I rushed into the manager’s office and asked for the privacy of a closed door, to which he responded, “Don’t let him close the door,” as he beckoned three other employees into his office. I angrily grabbed the remnants of my card from his hands and proceeded to tell him that I was a reputable member of the community and a good customer of the bank and that if I had been wearing a three-piece suit (instead of the black running suit I was garbed in) and if I had been a white male (and not a black man) I would have been at least accorded the respect of a conversation, prior to a private negotiation of an embarrassing situation, which furthermore was the apparent result of a mistake on the bank’s part.

His face flustered, the manager then prominently positioned his index finger beneath his desk drawer, and pushed a button, while declaring, “I’m calling the police on you.” My anger now piqued, I was tempted to vent my rage on his defiant countenance, arrested only by the vision terrible that flashed before my eyes as a chilling premonition of destruction: I would assault the manager’s neck; his coworkers would join the fracas, as my son stood by horrified by his helplessness to aid me; the police would come, and abuse me even further, possibly harming my son in the process. I retreated under the power of this proleptic vision, grabbing my son’s hand as I marched out of the bank. Just as we walked through the doors, the policemen were pulling up.
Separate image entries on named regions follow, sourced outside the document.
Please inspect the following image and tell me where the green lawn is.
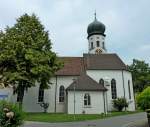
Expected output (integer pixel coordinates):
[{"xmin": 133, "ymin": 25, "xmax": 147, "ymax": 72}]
[{"xmin": 25, "ymin": 112, "xmax": 142, "ymax": 122}]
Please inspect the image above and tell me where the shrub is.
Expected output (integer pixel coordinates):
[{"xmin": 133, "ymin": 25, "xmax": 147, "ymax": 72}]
[
  {"xmin": 113, "ymin": 97, "xmax": 128, "ymax": 111},
  {"xmin": 0, "ymin": 101, "xmax": 24, "ymax": 127},
  {"xmin": 136, "ymin": 87, "xmax": 150, "ymax": 110}
]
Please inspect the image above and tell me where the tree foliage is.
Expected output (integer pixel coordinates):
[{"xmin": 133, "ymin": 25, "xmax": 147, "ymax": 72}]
[
  {"xmin": 129, "ymin": 59, "xmax": 150, "ymax": 92},
  {"xmin": 112, "ymin": 98, "xmax": 128, "ymax": 111},
  {"xmin": 136, "ymin": 87, "xmax": 150, "ymax": 110},
  {"xmin": 0, "ymin": 14, "xmax": 62, "ymax": 107},
  {"xmin": 0, "ymin": 101, "xmax": 25, "ymax": 127}
]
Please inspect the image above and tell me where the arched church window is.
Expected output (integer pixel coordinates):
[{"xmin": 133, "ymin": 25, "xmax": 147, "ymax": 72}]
[
  {"xmin": 91, "ymin": 42, "xmax": 94, "ymax": 49},
  {"xmin": 59, "ymin": 86, "xmax": 65, "ymax": 102},
  {"xmin": 84, "ymin": 93, "xmax": 91, "ymax": 106},
  {"xmin": 96, "ymin": 41, "xmax": 99, "ymax": 47},
  {"xmin": 128, "ymin": 80, "xmax": 131, "ymax": 99},
  {"xmin": 111, "ymin": 79, "xmax": 117, "ymax": 99},
  {"xmin": 38, "ymin": 85, "xmax": 44, "ymax": 102},
  {"xmin": 99, "ymin": 78, "xmax": 104, "ymax": 86}
]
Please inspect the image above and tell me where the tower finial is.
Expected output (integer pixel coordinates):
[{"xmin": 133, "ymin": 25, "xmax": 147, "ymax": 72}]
[{"xmin": 94, "ymin": 10, "xmax": 96, "ymax": 20}]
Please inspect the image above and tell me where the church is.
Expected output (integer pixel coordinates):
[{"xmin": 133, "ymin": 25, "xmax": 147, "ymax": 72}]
[{"xmin": 0, "ymin": 14, "xmax": 135, "ymax": 114}]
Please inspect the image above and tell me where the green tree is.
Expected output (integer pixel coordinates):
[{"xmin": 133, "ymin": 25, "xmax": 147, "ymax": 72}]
[
  {"xmin": 136, "ymin": 87, "xmax": 150, "ymax": 110},
  {"xmin": 0, "ymin": 14, "xmax": 62, "ymax": 108},
  {"xmin": 129, "ymin": 59, "xmax": 150, "ymax": 92},
  {"xmin": 112, "ymin": 97, "xmax": 128, "ymax": 111}
]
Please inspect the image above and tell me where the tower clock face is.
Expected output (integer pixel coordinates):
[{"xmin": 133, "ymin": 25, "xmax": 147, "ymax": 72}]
[{"xmin": 95, "ymin": 49, "xmax": 102, "ymax": 54}]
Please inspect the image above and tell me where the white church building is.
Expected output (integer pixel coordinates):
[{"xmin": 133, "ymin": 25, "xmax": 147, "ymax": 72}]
[{"xmin": 0, "ymin": 16, "xmax": 135, "ymax": 114}]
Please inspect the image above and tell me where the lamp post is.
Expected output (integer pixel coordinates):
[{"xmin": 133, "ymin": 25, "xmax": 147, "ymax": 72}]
[{"xmin": 104, "ymin": 76, "xmax": 110, "ymax": 114}]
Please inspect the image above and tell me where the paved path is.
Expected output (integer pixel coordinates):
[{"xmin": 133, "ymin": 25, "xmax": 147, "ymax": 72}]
[{"xmin": 24, "ymin": 113, "xmax": 146, "ymax": 127}]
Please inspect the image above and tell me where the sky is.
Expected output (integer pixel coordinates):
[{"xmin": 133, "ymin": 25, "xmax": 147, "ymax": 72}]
[{"xmin": 0, "ymin": 0, "xmax": 150, "ymax": 64}]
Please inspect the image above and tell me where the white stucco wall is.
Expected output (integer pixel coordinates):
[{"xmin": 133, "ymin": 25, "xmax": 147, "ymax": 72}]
[
  {"xmin": 13, "ymin": 76, "xmax": 76, "ymax": 112},
  {"xmin": 87, "ymin": 70, "xmax": 135, "ymax": 111},
  {"xmin": 56, "ymin": 76, "xmax": 77, "ymax": 112},
  {"xmin": 0, "ymin": 88, "xmax": 13, "ymax": 101},
  {"xmin": 68, "ymin": 91, "xmax": 104, "ymax": 114},
  {"xmin": 0, "ymin": 70, "xmax": 135, "ymax": 114},
  {"xmin": 88, "ymin": 35, "xmax": 106, "ymax": 54}
]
Although after extensive protests, phone calls, and the like, I eventually received an apology from the bank’s board and a MasterCard from their branch, this incident seared an indelible impression onto my mind, reminding me that regardless of how much education, moral authority, or personal integrity a black man possesses, he is still a “nigger,” still powerless in many ways to affect his destiny.

The tragedy in all of this, of course, is that even when articulate, intelligent black men manage to rise above the temptations and traps of “the ghetto,” they are often subject to continuing forms of social fear, sexual jealousy, and obnoxious racism. More pointedly, in the 1960s, during a crucial stage in the development of black pride and self-esteem, highly educated, deeply conscientious black men were gunned down in cold blood. This phenomenon finds paradigmatic expression in the deaths of Medgar Evers, Malcolm X, and Martin Luther King, Jr. These events of public death are structured deep in the psyches of surviving black men, and the ways in which these horrible spectacles of racial catastrophe represent and implicitly sanction lesser forms of social evil against black men remains hurtful to black America.
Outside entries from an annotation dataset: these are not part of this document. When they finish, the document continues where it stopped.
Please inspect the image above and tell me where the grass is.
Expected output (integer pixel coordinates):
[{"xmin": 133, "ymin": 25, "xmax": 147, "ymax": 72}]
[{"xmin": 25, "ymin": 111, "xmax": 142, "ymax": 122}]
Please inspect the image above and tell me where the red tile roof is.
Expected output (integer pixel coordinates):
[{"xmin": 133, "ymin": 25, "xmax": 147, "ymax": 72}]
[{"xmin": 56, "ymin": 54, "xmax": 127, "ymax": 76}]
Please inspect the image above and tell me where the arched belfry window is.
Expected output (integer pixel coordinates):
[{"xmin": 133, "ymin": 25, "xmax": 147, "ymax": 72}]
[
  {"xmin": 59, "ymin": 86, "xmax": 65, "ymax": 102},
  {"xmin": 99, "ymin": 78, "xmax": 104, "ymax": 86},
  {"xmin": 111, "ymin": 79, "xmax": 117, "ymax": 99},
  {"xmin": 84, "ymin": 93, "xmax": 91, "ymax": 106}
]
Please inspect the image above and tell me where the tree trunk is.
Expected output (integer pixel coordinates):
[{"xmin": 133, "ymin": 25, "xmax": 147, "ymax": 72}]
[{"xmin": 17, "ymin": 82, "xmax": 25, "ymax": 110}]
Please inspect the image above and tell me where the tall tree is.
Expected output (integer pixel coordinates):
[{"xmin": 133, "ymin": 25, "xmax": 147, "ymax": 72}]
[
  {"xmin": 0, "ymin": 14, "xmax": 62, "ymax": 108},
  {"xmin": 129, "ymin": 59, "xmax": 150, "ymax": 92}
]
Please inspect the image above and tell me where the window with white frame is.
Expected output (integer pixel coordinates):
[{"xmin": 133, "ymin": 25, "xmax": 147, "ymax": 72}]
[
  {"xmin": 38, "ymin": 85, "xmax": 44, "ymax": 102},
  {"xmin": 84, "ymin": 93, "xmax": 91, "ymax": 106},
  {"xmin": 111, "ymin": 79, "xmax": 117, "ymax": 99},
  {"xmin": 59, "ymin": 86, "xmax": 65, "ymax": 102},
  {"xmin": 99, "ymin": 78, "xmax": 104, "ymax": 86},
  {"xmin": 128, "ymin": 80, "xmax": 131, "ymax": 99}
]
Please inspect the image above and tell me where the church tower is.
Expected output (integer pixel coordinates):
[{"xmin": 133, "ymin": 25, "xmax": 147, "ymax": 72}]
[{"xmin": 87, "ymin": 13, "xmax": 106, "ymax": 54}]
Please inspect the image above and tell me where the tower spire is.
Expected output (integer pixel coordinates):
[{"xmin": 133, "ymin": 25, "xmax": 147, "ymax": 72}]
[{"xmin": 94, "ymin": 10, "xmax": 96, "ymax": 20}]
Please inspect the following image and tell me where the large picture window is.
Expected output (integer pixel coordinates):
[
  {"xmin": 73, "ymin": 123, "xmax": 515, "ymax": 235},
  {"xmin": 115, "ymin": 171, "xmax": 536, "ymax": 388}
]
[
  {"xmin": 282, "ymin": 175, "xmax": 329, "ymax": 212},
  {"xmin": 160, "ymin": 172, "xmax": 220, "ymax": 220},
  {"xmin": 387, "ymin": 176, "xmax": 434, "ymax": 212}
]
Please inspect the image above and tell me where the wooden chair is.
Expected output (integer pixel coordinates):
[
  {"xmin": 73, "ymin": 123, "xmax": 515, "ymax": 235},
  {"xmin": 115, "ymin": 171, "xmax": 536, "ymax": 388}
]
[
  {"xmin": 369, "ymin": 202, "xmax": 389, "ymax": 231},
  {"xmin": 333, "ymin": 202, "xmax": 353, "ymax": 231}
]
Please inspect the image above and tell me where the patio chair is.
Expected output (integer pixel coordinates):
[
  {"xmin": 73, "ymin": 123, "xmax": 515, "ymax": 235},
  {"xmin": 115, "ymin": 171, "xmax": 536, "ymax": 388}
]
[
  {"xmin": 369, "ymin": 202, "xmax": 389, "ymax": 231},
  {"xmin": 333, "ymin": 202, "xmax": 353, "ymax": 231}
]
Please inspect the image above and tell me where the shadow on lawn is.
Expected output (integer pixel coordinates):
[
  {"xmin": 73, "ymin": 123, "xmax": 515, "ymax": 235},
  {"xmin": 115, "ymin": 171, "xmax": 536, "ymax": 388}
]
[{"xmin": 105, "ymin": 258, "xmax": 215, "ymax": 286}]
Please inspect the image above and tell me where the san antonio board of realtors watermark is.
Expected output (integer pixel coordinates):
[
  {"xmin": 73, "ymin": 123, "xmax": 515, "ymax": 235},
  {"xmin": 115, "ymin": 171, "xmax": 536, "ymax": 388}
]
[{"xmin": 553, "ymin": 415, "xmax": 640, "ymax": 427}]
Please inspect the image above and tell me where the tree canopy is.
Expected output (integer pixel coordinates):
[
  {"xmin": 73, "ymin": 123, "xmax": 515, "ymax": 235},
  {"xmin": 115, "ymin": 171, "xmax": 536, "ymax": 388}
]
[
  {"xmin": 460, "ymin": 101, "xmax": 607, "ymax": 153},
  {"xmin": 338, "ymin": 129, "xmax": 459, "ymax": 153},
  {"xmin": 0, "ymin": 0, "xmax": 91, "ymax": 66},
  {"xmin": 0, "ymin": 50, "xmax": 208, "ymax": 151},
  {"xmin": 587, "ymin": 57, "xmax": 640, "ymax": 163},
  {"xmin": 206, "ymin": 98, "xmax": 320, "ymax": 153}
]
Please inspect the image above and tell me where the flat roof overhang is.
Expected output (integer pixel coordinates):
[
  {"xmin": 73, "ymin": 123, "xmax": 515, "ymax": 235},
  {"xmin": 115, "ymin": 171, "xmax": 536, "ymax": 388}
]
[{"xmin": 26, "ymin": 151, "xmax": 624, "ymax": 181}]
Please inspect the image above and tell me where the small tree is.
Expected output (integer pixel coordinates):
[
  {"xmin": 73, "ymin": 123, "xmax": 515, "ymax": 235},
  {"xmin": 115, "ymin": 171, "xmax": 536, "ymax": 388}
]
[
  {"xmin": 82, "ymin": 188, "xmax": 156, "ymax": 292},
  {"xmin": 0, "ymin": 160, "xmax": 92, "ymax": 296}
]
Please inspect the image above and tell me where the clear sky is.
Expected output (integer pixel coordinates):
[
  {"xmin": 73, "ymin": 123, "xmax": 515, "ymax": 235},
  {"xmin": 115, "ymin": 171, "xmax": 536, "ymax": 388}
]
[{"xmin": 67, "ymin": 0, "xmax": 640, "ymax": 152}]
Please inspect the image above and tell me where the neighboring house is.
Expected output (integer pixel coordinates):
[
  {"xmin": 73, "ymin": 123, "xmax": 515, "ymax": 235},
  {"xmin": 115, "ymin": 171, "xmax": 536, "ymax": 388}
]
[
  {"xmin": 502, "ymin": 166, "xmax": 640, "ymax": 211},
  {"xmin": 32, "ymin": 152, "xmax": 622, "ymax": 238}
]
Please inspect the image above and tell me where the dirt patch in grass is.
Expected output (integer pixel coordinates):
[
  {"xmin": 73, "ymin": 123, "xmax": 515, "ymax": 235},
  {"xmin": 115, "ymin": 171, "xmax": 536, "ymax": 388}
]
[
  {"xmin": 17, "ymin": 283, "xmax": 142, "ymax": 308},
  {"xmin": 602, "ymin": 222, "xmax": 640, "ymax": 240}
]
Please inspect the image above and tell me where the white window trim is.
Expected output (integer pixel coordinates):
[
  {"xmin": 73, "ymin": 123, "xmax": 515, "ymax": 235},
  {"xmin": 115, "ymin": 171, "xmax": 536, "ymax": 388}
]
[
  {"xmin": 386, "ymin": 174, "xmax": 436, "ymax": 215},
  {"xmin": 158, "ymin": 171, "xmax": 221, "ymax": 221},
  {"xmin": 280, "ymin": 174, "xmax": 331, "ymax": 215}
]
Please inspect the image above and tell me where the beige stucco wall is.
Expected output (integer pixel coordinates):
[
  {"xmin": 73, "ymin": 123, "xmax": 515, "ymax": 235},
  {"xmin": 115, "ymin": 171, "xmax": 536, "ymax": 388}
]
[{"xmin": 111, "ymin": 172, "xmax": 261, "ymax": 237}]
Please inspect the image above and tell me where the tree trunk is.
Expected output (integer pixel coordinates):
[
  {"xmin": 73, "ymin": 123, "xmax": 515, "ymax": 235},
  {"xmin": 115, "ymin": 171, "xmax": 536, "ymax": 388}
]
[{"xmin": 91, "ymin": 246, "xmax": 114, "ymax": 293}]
I will never forget the effect of King’s death on me as a nine-year-old boy in Detroit. For weeks I could not be alone at night before an open door or window without fearing that someone would kill me, too. I thought that if they killed this man who taught justice, peace, forgiveness, and love, then they would kill all black men. For me, Martin’s death meant that no black man in America was safe,
that no black man could afford the gift of vision, that no black man could possess an intelligent fire that would sear the fierce edges of ignorance and wither to ashes the propositions of hate without being extinguished. Ultimately Martin’s death meant that all black men, in some way, are perennially exposed to the threat of annihilation.

As we move toward the last decade of this century, the shadow of Du Bois’s prophetic declaration that the twentieth century’s problem would be the color line continues to extend itself in foreboding manner. The plight of black men, indeed, is a microcosmic reflection of the problems that are at the throat of all black people, an idiomatic expression of hurt drawn from the larger discourse of racial pain. Unless, however, there is vast reconstitution of our social, economic, and political policies and practices, most of which target black men with vicious specificity, Du Bois’s words will serve as the frontispiece to the racial agony of the twenty-first century as well.